Un tiers de complotistes : Il y a en France (IPSOS d’avril 2023), 35% des personnes qui adhèrent à une ou plusieurs théories du complot. C’est énorme. On peut se rassurer avec les États-Unis dont le chiffre atteint les 55%, soit plus de la moitié des américains. Si on met de côté les théories folkloriques les plus connues comme celle des platistes (la terre est plate), celle de la mise en scène de l’alunissage d’Apollo-11 par un studio, celle des trainées blanches des avions destinées à modifier le temps, de la Finlande qui n’existe pas, les croyances en un pouvoir secret de quelques riches qui dirigent la planète et Taylor Swift en pion du Pentagone, on peut se demander si ce folklore presque sympathique a contaminé l’univers politique, et à quel point.
Les occasions : L’Ukraine, par exemple est un terrain propice au complotisme politique, 31% des Français étant persuadés que le soutien américain dans cette guerre est un moyen pour Joe Biden de dissimuler des activités illégales de Hunter Biden, son fils. De même, 20% de nos concitoyens pensent que le massacre de civils à Boutcha (fev-mars 2022) est une mise en scène des ukrainiens. Les attentats sont également une source d’idées paranoïaques avec 33% des Français qui estiment que le projet d’attaque du 11 septembre 2001 par Al-Qaïda était connu depuis longtemps par les service de G.W. Bush. Chaque événement meurtrier est une occasion de défier la réalité pour un quart à un tiers de la population. Cela ne date pas d’hier, le complot de Biron en 1602 visait Henri IV comme un hérétique cherchant la fin du catholicisme. Le complotisme est une vieille histoire, en France et ailleurs, l’absence de confiance dans les gouvernements en étant le terreau. L’ampleur actuelle de ce déficit nous place sous la moyenne européenne.

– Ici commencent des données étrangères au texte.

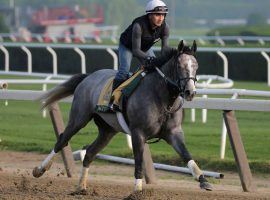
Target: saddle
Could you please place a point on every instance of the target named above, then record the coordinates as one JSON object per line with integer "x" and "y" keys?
{"x": 121, "y": 94}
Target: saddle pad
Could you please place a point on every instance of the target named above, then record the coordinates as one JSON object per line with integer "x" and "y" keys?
{"x": 104, "y": 97}
{"x": 124, "y": 90}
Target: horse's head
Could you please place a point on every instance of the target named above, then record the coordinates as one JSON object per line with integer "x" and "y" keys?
{"x": 188, "y": 65}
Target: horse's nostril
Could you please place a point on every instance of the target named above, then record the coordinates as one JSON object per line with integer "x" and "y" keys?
{"x": 187, "y": 92}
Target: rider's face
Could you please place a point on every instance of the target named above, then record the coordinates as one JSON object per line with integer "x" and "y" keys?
{"x": 157, "y": 18}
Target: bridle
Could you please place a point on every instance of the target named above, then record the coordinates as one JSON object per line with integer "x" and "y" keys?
{"x": 175, "y": 88}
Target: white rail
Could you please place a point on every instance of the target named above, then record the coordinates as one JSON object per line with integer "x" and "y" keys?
{"x": 198, "y": 102}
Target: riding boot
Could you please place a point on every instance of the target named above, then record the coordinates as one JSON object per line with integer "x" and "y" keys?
{"x": 116, "y": 83}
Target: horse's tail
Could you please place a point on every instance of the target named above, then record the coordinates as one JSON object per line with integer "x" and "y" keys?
{"x": 61, "y": 91}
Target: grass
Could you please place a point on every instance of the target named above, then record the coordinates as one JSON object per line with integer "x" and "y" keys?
{"x": 22, "y": 128}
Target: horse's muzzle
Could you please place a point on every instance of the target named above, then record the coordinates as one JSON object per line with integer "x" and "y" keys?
{"x": 189, "y": 94}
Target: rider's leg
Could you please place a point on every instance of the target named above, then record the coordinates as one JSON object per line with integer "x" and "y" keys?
{"x": 150, "y": 52}
{"x": 125, "y": 57}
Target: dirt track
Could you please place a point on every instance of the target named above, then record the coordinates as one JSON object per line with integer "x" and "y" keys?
{"x": 110, "y": 181}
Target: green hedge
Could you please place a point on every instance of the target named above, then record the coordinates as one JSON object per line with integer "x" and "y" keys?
{"x": 262, "y": 30}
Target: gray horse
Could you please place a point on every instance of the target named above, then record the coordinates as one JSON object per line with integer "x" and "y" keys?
{"x": 152, "y": 112}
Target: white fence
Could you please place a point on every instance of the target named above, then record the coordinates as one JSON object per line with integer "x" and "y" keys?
{"x": 111, "y": 50}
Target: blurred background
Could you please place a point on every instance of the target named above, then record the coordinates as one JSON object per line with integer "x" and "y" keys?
{"x": 186, "y": 17}
{"x": 212, "y": 23}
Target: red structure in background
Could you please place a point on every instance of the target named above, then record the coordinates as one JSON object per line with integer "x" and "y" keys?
{"x": 66, "y": 15}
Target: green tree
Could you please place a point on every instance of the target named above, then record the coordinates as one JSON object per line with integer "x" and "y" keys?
{"x": 3, "y": 27}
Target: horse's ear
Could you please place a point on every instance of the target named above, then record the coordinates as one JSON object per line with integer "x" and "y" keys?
{"x": 194, "y": 47}
{"x": 181, "y": 46}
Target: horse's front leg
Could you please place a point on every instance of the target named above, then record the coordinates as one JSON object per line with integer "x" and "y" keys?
{"x": 138, "y": 142}
{"x": 177, "y": 141}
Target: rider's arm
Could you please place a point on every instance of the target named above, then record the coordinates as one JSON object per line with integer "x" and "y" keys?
{"x": 165, "y": 39}
{"x": 136, "y": 42}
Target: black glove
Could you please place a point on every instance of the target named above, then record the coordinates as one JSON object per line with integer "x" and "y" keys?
{"x": 150, "y": 63}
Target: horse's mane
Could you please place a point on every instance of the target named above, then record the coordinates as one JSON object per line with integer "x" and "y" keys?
{"x": 169, "y": 53}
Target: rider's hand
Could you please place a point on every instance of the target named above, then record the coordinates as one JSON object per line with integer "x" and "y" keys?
{"x": 150, "y": 63}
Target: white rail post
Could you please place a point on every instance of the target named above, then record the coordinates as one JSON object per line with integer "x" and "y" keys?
{"x": 83, "y": 65}
{"x": 115, "y": 59}
{"x": 44, "y": 88}
{"x": 5, "y": 51}
{"x": 193, "y": 115}
{"x": 54, "y": 60}
{"x": 224, "y": 134}
{"x": 266, "y": 56}
{"x": 204, "y": 111}
{"x": 225, "y": 63}
{"x": 29, "y": 59}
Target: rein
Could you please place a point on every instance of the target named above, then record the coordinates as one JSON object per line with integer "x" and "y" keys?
{"x": 175, "y": 89}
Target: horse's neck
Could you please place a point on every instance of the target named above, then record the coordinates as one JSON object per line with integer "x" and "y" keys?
{"x": 157, "y": 82}
{"x": 170, "y": 69}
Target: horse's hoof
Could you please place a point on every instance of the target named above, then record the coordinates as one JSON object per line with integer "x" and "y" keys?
{"x": 79, "y": 192}
{"x": 206, "y": 186}
{"x": 38, "y": 172}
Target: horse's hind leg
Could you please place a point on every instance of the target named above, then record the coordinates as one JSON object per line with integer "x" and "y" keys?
{"x": 77, "y": 120}
{"x": 177, "y": 141}
{"x": 106, "y": 133}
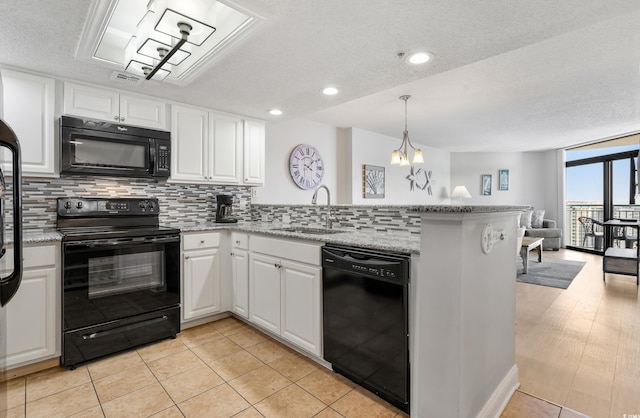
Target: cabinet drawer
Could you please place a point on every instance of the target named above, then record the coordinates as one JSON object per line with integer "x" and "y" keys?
{"x": 297, "y": 250}
{"x": 240, "y": 241}
{"x": 39, "y": 256}
{"x": 199, "y": 241}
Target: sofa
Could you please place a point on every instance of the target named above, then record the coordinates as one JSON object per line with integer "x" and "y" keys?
{"x": 538, "y": 227}
{"x": 552, "y": 235}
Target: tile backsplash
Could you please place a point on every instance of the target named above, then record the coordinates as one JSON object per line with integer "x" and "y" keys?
{"x": 375, "y": 218}
{"x": 179, "y": 203}
{"x": 194, "y": 204}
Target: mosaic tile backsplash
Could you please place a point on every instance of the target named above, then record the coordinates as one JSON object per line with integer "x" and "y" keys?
{"x": 178, "y": 202}
{"x": 374, "y": 218}
{"x": 194, "y": 204}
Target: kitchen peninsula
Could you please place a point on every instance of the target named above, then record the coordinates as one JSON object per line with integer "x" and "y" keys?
{"x": 461, "y": 300}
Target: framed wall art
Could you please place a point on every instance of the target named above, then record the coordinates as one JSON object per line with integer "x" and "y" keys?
{"x": 372, "y": 182}
{"x": 503, "y": 176}
{"x": 486, "y": 185}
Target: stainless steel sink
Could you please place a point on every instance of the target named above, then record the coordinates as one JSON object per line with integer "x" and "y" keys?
{"x": 309, "y": 230}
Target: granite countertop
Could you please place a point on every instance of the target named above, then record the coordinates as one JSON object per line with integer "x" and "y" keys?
{"x": 467, "y": 208}
{"x": 395, "y": 241}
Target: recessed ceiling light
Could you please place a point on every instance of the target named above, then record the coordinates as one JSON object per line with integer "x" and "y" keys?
{"x": 330, "y": 91}
{"x": 418, "y": 58}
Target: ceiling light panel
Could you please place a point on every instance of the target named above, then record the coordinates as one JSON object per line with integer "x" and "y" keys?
{"x": 139, "y": 30}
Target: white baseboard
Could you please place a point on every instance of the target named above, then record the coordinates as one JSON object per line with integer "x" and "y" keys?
{"x": 500, "y": 397}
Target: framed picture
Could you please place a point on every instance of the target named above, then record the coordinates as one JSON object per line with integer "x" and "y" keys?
{"x": 503, "y": 176}
{"x": 486, "y": 184}
{"x": 372, "y": 182}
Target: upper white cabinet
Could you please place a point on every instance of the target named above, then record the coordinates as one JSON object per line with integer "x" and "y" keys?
{"x": 189, "y": 137}
{"x": 254, "y": 159}
{"x": 97, "y": 103}
{"x": 216, "y": 148}
{"x": 29, "y": 109}
{"x": 225, "y": 150}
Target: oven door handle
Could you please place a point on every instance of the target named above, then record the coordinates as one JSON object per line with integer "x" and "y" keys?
{"x": 162, "y": 240}
{"x": 117, "y": 242}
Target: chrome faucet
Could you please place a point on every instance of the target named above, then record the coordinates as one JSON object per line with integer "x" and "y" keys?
{"x": 314, "y": 201}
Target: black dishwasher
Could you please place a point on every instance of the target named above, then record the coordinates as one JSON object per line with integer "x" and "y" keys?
{"x": 365, "y": 319}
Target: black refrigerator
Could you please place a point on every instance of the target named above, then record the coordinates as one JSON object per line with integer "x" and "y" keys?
{"x": 9, "y": 282}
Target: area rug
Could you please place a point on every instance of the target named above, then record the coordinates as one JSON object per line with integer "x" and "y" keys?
{"x": 551, "y": 272}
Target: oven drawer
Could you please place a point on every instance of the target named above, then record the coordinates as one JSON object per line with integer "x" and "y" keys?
{"x": 200, "y": 241}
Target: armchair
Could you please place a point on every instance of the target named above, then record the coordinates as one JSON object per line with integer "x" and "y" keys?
{"x": 594, "y": 229}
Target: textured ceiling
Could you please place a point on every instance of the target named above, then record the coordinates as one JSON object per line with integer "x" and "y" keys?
{"x": 506, "y": 75}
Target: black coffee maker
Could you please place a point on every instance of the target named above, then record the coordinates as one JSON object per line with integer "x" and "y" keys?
{"x": 224, "y": 210}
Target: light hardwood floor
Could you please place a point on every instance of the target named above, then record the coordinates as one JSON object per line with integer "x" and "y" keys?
{"x": 580, "y": 347}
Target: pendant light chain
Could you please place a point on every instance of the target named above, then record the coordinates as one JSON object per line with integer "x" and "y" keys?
{"x": 401, "y": 155}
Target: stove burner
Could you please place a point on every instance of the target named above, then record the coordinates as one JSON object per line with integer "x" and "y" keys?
{"x": 97, "y": 218}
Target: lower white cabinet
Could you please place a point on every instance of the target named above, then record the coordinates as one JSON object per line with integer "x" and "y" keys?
{"x": 33, "y": 315}
{"x": 240, "y": 274}
{"x": 265, "y": 291}
{"x": 285, "y": 290}
{"x": 201, "y": 275}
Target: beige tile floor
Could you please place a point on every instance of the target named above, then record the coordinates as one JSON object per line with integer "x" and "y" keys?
{"x": 580, "y": 347}
{"x": 221, "y": 369}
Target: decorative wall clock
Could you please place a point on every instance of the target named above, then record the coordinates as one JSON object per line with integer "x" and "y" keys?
{"x": 306, "y": 166}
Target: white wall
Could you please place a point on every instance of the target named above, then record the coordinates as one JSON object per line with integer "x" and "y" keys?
{"x": 375, "y": 149}
{"x": 344, "y": 151}
{"x": 529, "y": 180}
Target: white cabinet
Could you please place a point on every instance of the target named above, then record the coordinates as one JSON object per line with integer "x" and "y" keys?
{"x": 225, "y": 149}
{"x": 189, "y": 137}
{"x": 201, "y": 275}
{"x": 29, "y": 109}
{"x": 254, "y": 152}
{"x": 301, "y": 305}
{"x": 215, "y": 148}
{"x": 33, "y": 315}
{"x": 92, "y": 102}
{"x": 285, "y": 290}
{"x": 240, "y": 274}
{"x": 264, "y": 285}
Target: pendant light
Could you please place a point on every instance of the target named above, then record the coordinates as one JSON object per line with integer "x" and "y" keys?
{"x": 401, "y": 156}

Stratégies électorales : Le prisme des partis politiques en France n’échappe malheureusement pas à la règle, avec une baisse de crédibilité du discours officiel associé au spectacle souvent navrant de l’Assemblée Nationale depuis le second mandat d’ E. Macron et cette majorité « relative ». LFI est, depuis, le grand animateur du chaos dans l’hémicycle. Les paranoïas les plus spectaculaires sont visibles à l’extrême droite et à l’extrême gauche, ce qui ne surprend pas. Mais la mauvaise nouvelle reste qu’au sein de ces formations, beaucoup de jeunes adhèrent aux théories complotistes : 41% chez les 18-34 ans. Mais plus spectaculaire encore, les électeurs de Marine Le Pen en 2022 étaient 51% à croire en ces théories et ils étaient 50% dans l’électorat de Jean-Luc Mélenchon. Le fait est qu’une opposition est obligatoirement davantage tentée par l’argument complotiste pour convaincre qu’un parti de gouvernement qui, par définition, doit assumer le réel quotidiennement. Et le réel du jour alimenté par l’inflation et la baisse du pouvoir d’achat augmente la défiance et l’inquiétude des citoyens.

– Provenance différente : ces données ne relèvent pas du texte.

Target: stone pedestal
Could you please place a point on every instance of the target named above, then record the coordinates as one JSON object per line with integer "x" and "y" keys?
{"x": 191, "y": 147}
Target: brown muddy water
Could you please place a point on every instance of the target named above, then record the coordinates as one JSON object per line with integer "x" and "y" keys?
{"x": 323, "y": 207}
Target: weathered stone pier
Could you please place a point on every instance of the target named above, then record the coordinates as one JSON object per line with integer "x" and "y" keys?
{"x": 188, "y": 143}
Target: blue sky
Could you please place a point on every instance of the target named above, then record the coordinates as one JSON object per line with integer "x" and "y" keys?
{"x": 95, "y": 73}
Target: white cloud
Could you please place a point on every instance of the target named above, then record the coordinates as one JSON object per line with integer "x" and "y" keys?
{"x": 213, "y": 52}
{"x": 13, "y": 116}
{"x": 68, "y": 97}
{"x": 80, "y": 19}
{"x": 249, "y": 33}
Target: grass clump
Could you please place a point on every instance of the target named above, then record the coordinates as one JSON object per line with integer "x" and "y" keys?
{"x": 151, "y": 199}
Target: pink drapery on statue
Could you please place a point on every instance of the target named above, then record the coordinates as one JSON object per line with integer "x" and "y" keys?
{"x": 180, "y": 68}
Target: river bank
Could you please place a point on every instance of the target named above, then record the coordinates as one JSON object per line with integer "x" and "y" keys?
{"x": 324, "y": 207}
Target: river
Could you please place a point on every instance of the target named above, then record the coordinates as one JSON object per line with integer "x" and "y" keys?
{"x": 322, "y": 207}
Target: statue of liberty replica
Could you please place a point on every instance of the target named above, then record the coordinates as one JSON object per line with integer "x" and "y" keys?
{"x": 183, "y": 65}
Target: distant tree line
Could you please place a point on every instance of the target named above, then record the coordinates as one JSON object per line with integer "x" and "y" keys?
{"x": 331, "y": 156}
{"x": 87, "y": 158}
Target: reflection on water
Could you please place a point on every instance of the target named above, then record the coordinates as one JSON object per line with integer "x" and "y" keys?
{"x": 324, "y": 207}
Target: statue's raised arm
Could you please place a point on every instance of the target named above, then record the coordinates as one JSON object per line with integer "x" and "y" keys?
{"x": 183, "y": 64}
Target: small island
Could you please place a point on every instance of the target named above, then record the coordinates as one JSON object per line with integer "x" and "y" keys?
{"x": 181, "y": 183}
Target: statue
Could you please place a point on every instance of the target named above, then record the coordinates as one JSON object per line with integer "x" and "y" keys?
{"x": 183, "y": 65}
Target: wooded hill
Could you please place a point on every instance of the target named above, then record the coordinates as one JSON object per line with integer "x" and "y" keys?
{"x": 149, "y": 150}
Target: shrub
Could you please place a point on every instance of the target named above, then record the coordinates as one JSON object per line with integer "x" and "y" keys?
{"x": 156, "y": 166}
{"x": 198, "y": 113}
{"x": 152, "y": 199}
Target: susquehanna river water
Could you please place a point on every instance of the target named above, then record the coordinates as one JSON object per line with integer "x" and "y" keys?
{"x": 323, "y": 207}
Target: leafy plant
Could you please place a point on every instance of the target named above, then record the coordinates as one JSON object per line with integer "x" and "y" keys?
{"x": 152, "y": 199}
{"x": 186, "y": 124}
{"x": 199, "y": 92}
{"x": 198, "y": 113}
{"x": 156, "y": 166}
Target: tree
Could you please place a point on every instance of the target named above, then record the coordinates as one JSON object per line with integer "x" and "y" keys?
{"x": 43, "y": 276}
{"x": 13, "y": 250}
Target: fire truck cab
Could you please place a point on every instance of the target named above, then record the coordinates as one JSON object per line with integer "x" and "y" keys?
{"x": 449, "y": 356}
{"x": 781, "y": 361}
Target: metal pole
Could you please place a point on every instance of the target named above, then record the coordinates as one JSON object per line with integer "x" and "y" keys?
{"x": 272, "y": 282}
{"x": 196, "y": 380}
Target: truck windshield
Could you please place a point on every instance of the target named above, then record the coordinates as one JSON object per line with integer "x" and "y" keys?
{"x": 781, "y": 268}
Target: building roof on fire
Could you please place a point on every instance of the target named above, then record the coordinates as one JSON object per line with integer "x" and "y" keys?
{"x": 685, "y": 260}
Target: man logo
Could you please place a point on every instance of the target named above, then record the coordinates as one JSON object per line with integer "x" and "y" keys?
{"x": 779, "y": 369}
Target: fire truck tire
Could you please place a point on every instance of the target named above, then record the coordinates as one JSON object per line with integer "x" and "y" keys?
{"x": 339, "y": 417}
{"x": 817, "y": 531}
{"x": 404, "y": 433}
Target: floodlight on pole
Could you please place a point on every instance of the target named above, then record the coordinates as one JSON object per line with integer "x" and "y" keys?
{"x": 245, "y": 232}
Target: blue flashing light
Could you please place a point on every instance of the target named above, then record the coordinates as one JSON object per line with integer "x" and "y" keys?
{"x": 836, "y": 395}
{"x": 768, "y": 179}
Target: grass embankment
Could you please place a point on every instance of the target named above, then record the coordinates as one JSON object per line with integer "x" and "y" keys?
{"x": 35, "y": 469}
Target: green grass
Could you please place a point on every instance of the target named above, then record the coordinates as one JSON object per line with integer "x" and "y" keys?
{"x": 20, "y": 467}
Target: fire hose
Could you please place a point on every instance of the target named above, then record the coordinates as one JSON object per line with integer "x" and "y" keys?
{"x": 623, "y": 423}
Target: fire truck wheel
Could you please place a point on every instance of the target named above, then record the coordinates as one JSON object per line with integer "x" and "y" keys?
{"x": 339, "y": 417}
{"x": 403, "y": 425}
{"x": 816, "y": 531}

Les thèmes sont nombreux. Chez LFI, on tire le fil du complot des riches contre les pauvres et au RN et Reconquête, celui de l’envahissement étranger (pour résumer). Rien de bien nouveau si ce n’est qu’on se rapproche à gauche de l’un des plus anciens thèmes du complotisme dans l’histoire : le complot des juifs (les riches) accompagné aujourd’hui par celui de l’islam (le grand remplacement) dénoncé de l’autre côté par le RN et Reconquête. La guerre israélo-palestinienne et les attentats que la France a connus récemment ont redéfini ces deux hémisphères du complotisme par des arguments d’actualité propres à « gonfler le dossier » de la peur. A cela s’ajoute la propension de type « Trumpiste » à adhérer aux contre-vérités scientifiques, le climato scepticisme étant le plus représenté (40%). Il impute le réchauffement climatique à des évolutions naturelles et non aux activités humaines. L’extrême droite joue profil bas sur l’écologie pour des motifs électoraux en ce moment, mais elle est clairement proche de ce que D. Trump recommande au sujet du climat. Dans ce cas, le thème du complot est que les scientifiques mentent, tout simplement.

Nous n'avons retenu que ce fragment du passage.